I unashamedly and unabashedly love realty TV. I go to my mom's house every Wednesday for the results show of American Idol. I can't watch the performance show with her because I like to cry a little when they sing amazingly and I get embarrassed if my mom is there so that I do alone at my house. I also like to sit and cry at The Biggest Loser, rejoicing in the fat people's courage and effort and victory as they stand on the cattle scale with glee and watch as massive poundage is dropped every week. I do this while shoveling copious amounts of cake and Rice Dream into my face feeling, "I'm doing pretty well myself," meaning I'm not as fat as I thought I was... being 20 pounds overweight as I am seems somehow manageable next to the 200 pounds they must lose. And watching them huff and puff in the work-outs make me feel like a professional athlete during my little 5 mile runs. Huh. I wonder if anyone else is America feels like me and that's why the show is a hit? hmmmm.
Even without American Idol, Wednesday is an important night. Besides The Biggest Loser we have ANTM and Project Runway. Watching Tyra slowly go insane is truly one of the highlights of my week and I'm not going to lie, the high school boy in me could watch 15 18-year-old models do just about anything short of murdering babies for an hour with sublime appreciation.
It's strange. The girls don't turn me on and I don't jerk off to them later or anything, they actually seem innately asexual to me. I just like watching them. Like watching puppies in the window of a pet store. That warm fluffy feeling in your gut at some point being replaced with a distant ache of dread that they probably have a one in four chance of being euthanized within the week. It's the same with the little bambi-like models.
I don't try and figure out why I like things, I just enjoy. I'm a big suspension of disbelief guy. I don't try and unriddle the plot of a mystery movie, I just watch. Who knows why Melrose does the things she does, she just does, and I appreciate them.
Once, in my elevator, returning from a run in Central Park, I was suddenly face to face with Amanda, the blonde single mother from the South with the beautiful eyes that were going blind from a couple seasons ago. It turned out that selling her as the "single mother" was going to get more people interested in her than the truth of her situation which was the "unwed mother who's boyfriend/father of her kid lives with her" which I found out upon asking her to dinner. I was shattered. You mean all the stuff that happens on the reality show isn't real? You would think that a guy as worldly as I, (lest we forget I've had steel rods shoved down my dick by doms, the modern vernacular synonym for "worldly") would have sussed that out already but I hadn't and I was heartbroken. Oh well, I guess I'll just have to employ more suspension of disbelief, which won't be a problem.
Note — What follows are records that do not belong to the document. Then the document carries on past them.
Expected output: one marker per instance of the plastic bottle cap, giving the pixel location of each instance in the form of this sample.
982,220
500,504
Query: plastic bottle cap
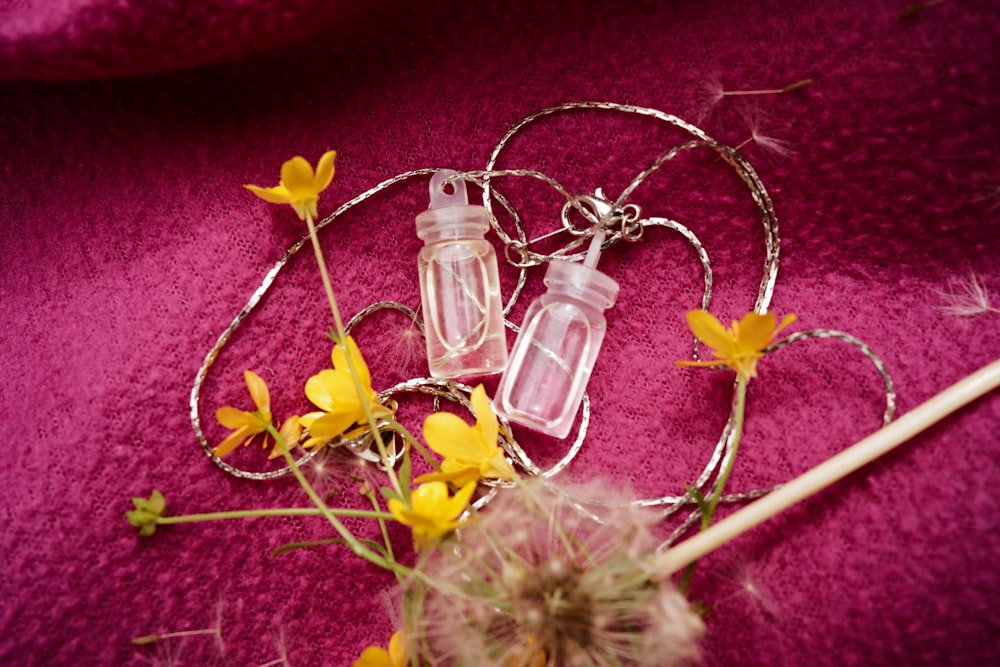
450,215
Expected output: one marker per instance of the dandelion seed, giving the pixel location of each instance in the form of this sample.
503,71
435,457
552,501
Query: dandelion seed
536,581
966,298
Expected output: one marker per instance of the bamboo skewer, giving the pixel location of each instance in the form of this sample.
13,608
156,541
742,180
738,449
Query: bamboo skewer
833,469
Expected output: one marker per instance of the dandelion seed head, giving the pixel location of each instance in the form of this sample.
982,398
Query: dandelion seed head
966,297
560,589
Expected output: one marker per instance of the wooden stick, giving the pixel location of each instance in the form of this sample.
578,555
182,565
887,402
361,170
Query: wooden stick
837,467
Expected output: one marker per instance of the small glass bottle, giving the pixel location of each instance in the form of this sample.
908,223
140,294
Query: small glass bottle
459,285
556,349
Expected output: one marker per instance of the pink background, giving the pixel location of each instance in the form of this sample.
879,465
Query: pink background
127,129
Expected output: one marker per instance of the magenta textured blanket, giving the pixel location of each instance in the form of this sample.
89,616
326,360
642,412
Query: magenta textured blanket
127,129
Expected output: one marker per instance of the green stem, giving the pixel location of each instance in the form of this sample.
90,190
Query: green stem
414,443
727,468
342,340
355,545
287,511
382,526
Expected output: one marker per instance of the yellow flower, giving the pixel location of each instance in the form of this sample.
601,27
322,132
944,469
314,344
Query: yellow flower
290,432
432,514
376,656
741,345
334,393
298,185
247,425
470,452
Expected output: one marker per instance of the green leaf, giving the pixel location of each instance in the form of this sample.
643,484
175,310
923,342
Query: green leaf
148,639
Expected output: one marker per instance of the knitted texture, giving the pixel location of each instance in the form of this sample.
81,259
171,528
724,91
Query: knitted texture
128,246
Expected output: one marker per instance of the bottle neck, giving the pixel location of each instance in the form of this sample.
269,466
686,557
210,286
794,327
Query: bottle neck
443,233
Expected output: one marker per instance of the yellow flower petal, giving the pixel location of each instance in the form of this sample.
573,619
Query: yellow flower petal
259,393
332,390
458,477
233,418
332,424
297,176
461,499
324,171
276,195
709,330
397,649
754,331
373,656
339,358
448,435
486,419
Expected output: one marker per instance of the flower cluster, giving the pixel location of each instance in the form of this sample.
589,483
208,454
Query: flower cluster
534,581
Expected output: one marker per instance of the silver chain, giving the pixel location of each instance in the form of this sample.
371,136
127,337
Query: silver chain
621,221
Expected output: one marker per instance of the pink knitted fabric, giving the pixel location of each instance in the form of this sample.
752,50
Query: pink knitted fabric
128,246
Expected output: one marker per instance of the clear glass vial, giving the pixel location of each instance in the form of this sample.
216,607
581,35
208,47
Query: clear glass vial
459,285
555,352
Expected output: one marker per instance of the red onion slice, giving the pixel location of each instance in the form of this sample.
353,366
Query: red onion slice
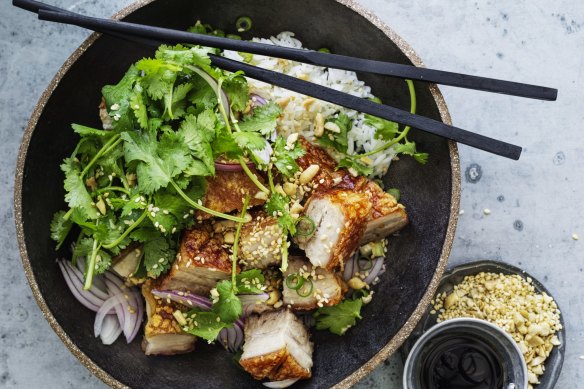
349,271
280,384
101,313
110,330
77,290
133,311
122,310
231,167
97,280
139,314
239,332
79,275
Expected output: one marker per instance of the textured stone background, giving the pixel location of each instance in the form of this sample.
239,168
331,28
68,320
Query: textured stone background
535,203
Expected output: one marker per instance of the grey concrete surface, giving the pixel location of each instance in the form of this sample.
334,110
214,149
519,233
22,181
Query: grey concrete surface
535,203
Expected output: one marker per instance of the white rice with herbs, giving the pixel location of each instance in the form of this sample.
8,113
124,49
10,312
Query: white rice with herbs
299,111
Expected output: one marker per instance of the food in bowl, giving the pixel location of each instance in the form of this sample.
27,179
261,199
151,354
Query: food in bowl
195,190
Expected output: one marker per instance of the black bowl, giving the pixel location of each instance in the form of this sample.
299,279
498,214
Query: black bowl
417,257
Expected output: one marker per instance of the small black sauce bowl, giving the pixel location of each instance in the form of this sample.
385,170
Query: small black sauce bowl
553,364
493,337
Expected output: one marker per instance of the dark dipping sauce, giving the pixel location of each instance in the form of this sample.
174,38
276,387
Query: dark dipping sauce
459,362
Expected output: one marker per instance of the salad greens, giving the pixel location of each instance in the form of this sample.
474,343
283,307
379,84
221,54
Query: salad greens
142,180
339,318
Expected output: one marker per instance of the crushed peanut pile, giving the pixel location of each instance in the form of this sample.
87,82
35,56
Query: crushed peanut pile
511,302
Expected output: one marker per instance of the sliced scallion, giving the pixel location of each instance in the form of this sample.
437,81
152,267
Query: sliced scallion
243,24
394,192
294,281
367,266
305,290
305,226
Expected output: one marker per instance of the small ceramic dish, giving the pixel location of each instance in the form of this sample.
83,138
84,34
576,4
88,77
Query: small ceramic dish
553,364
513,374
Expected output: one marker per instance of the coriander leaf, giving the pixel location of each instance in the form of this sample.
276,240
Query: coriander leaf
384,129
352,162
263,119
277,206
77,195
88,131
179,102
158,256
198,137
119,96
171,147
205,324
196,55
250,282
60,227
181,91
145,234
228,306
136,202
339,318
83,248
153,171
140,110
250,140
225,144
235,86
202,96
197,168
277,203
337,140
285,159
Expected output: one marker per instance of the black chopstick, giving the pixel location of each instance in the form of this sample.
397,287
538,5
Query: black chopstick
387,112
323,93
321,59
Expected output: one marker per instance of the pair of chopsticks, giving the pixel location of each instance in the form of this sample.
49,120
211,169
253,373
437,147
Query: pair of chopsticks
156,35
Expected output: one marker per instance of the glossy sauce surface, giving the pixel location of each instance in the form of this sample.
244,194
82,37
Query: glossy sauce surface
454,362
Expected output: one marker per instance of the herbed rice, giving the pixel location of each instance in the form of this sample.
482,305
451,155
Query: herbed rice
299,111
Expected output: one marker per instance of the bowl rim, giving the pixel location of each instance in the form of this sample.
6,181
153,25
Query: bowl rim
469,322
387,349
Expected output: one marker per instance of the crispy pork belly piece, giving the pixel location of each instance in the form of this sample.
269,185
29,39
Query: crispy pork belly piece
327,287
340,218
260,242
202,261
386,217
226,190
276,347
162,333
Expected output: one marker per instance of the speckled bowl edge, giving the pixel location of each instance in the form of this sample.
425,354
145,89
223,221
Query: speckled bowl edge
387,350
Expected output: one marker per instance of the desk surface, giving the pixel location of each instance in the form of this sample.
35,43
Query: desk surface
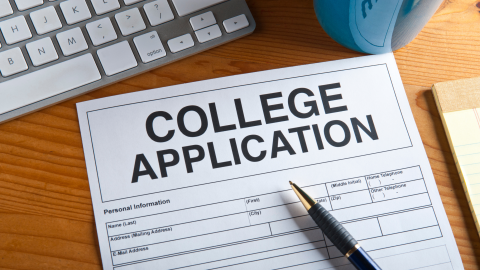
46,217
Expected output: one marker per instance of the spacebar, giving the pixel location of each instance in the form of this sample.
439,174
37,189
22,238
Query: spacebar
48,82
185,7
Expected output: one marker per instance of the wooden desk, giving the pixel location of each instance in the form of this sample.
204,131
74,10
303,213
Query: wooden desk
46,218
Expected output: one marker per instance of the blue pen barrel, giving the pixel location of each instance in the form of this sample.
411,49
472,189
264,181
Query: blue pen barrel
362,261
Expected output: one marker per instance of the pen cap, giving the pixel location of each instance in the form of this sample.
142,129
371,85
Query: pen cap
339,236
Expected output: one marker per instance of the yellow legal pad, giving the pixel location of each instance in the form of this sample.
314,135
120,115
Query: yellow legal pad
459,105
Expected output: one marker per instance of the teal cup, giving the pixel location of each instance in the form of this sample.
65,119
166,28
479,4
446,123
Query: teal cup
374,26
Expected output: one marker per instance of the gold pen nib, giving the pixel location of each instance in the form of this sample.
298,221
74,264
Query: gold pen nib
306,200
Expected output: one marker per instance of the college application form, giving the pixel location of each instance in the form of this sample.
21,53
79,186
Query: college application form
196,176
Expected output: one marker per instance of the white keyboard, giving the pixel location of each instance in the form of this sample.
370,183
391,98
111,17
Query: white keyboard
54,50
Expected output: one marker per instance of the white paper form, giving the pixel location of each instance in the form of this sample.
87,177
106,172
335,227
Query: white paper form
195,176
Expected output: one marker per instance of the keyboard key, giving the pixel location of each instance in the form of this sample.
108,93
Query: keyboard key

And thank God for DVR. It will allow me tape my beloved lineup of shows tonight as I watch the Mets beat the Cardinals to force a game 7, which of course they will win as well, propelling them past the arrogant Pulhols cunts and into the World Series. LETS GO METS! LETS GO FAT PEOPLE IN THE GYM! LETS GO TRYA! LETS GO PEOPLE DESIGNING CLOTHES!
Last summer, in the dog days summer, with only the Surreal Life and that Danny Bonaduce one to sustain me, Skating With The Stars came on. I said to myself, "Dude. If you watch this, there is no turning back. You... can... not... watch... skating... with... the ... stars!" 30 seconds into Bruce Jenner and Ty Babalonia's awkward first program with "Eye Of The Tiger" behind them, the tears started to flow and I was hooked. Yes, that's right. I WATCHED IT! WHAT ARE YOU GONNA DO ABOUT IT?! I love Skating With The Stars, I love Skating With The Stars. Fuck. I better eat something. LETS GO TODD HAMILTON! Or whatever the little bald gay one who survived cancer's name is. I love you all.